Nachdem der 33 Jahre alte Kroate zuletzt von Trainer Marco Pezzaiuoli wegen mangelhafter Einstellung zum Sondertraining abkommandiert worden war, darf der Innenverteidiger nun wieder mit der Mannschaft trainieren.

"Wir haben eine Aussprache gehabt. Joe hat gesagt, dass er sich hundertprozentig mit dem Verein, der Philosophie, der Mannschaft und dem Trainer identifizieren kann und dementsprechend 100 Prozent geben möchte. Jetzt bekommt er wieder eine Chance, sich zu präsentieren", sagte Pezzaiuoli.

"Jeder Spieler ist wichtig, auch Joe Simunic.
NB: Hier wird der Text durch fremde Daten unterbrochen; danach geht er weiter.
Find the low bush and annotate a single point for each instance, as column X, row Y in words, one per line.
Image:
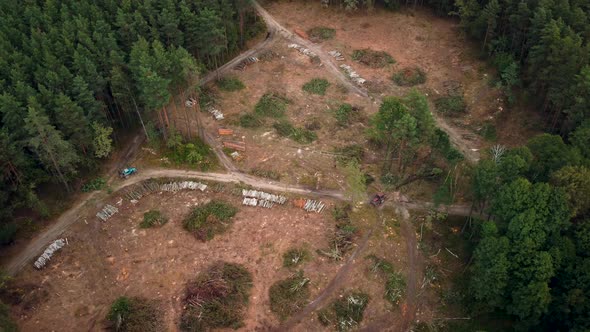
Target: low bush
column 321, row 33
column 294, row 257
column 271, row 105
column 8, row 233
column 250, row 121
column 346, row 154
column 300, row 135
column 230, row 84
column 289, row 295
column 134, row 314
column 266, row 173
column 210, row 219
column 93, row 185
column 346, row 114
column 371, row 58
column 409, row 76
column 216, row 299
column 342, row 239
column 153, row 218
column 451, row 105
column 346, row 312
column 395, row 284
column 316, row 86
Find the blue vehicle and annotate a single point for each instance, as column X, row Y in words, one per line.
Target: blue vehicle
column 127, row 172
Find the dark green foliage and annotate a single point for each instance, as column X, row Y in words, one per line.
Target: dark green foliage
column 153, row 218
column 216, row 299
column 451, row 105
column 289, row 295
column 230, row 84
column 271, row 105
column 194, row 153
column 134, row 314
column 317, row 86
column 395, row 284
column 321, row 33
column 346, row 154
column 371, row 58
column 300, row 135
column 346, row 312
column 8, row 233
column 346, row 114
column 409, row 76
column 249, row 120
column 294, row 257
column 210, row 219
column 94, row 184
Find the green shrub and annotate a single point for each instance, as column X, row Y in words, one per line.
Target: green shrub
column 395, row 284
column 8, row 233
column 210, row 219
column 134, row 314
column 409, row 76
column 450, row 104
column 266, row 173
column 300, row 135
column 230, row 84
column 153, row 218
column 250, row 121
column 195, row 153
column 216, row 299
column 271, row 105
column 289, row 295
column 321, row 33
column 346, row 312
column 346, row 114
column 93, row 185
column 294, row 257
column 346, row 154
column 316, row 86
column 371, row 58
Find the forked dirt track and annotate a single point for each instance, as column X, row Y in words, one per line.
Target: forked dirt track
column 408, row 310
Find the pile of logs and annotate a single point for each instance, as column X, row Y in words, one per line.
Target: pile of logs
column 46, row 255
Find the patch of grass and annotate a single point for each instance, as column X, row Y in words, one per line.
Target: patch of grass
column 409, row 76
column 348, row 153
column 317, row 86
column 289, row 295
column 451, row 105
column 346, row 114
column 342, row 239
column 395, row 284
column 210, row 219
column 230, row 84
column 266, row 173
column 153, row 218
column 488, row 131
column 300, row 135
column 271, row 105
column 321, row 33
column 134, row 314
column 372, row 58
column 195, row 153
column 250, row 120
column 346, row 312
column 94, row 185
column 294, row 257
column 217, row 298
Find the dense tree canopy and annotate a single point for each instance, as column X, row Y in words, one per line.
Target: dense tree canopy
column 74, row 73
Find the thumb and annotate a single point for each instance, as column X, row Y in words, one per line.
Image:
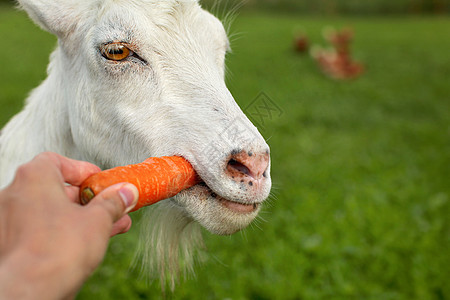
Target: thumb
column 117, row 200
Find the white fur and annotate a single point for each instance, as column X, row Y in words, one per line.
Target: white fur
column 170, row 101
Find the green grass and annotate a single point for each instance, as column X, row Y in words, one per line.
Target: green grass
column 360, row 168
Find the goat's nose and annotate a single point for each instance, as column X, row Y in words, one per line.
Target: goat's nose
column 249, row 167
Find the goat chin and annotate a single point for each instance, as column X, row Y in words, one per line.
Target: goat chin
column 169, row 242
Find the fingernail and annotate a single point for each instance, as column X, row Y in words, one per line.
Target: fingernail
column 129, row 196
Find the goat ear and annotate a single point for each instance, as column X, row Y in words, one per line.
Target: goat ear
column 59, row 17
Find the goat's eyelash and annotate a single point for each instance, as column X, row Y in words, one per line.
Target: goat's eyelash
column 119, row 51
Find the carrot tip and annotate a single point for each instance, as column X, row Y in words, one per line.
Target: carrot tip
column 87, row 195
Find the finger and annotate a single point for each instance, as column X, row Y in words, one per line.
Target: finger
column 73, row 193
column 121, row 226
column 116, row 200
column 73, row 171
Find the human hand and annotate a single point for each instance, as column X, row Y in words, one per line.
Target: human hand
column 49, row 243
Wenn er für die Mannschaft Gas gibt und seine Erfahrung, die er über die Jahre gesammelt hat, einbringt und vorweg geht, dann ist er ein wichtiger Bestandteil der Mannschaft", ergänzte der Hoffenheim-Coach.

Eine Alternative für die Startelf ist Simunic, der in der laufenden Saison nur noch selten zum Einsatz gekommen war, derzeit aber nicht. "Ich werde mit Sicherheit die Abwehr nicht wechseln, wenn keine Verletzung dazwischenkommen. Generell ist er einer der Spieler im Training. Und diejenigen, die sich aufdrängen, haben die Möglichkeit, in den Kader zu rutschen", erklärte Pezzaiuoli.